Abstract

Vertical deflection profiles derived from microradian-sensitivity tiltmeter data collected over a 1 yr period suggest that an earth fissure in the subsiding Mimbres Basin is located near the inflection point of an evolving surficial fold of infinitesimal amplitude. Water levels beneath the study site also fell steadily during the period of observation. Calculated curvature profiles, which reflect the sign and relative magnitude of fiber strain along the ground surface, further imply that the fissure was within a zone of contraction throughout the study period. Observed fissure-perpendicular tilts and the location of the fissure at an inflection point rather than along an anticlinal crest are consistent with a mode II fracture (shearing mode crack or fault) rather than a mode I fracture (opening mode crack or joint).
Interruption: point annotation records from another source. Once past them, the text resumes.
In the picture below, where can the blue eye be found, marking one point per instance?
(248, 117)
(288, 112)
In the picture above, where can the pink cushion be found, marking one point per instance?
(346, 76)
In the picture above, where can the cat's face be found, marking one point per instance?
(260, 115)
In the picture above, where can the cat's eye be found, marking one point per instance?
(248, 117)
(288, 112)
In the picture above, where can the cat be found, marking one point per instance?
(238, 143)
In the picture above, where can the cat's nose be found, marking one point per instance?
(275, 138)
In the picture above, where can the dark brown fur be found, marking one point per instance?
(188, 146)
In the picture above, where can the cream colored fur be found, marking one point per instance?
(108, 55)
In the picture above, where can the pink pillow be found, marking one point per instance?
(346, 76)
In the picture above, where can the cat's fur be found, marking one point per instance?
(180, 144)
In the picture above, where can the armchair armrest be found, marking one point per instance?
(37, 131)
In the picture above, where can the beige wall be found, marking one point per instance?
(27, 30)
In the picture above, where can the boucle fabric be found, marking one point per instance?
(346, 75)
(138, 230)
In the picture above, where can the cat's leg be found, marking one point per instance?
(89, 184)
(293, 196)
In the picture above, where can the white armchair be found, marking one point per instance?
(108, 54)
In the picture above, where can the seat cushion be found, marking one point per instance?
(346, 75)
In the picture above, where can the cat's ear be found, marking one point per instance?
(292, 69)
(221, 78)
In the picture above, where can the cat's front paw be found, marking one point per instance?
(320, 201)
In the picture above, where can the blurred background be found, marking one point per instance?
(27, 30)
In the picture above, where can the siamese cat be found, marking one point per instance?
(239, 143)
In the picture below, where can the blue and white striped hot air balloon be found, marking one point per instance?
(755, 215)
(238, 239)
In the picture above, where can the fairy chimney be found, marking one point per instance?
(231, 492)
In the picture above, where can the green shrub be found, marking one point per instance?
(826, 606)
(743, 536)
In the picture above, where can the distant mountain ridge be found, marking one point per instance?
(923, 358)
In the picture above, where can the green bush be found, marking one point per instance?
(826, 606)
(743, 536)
Tilting parallel to the fissure further suggests a component of mode III (tearing-mode crack) displacement during the study period. Thus, the three-dimensional displacement, strain, and stress fields around the fissure were considerably more complicated than those suggested by previous fissure monitoring studies and suggest that the fissure may have been formed in compression as a shear crack rather than in tension as an extensional crack. On the basis of the occurrence of right steps in the trace of the fissure, we speculate that our data may reflect contraction across one of the steps as a consequence of left-lateral slip along the fissure.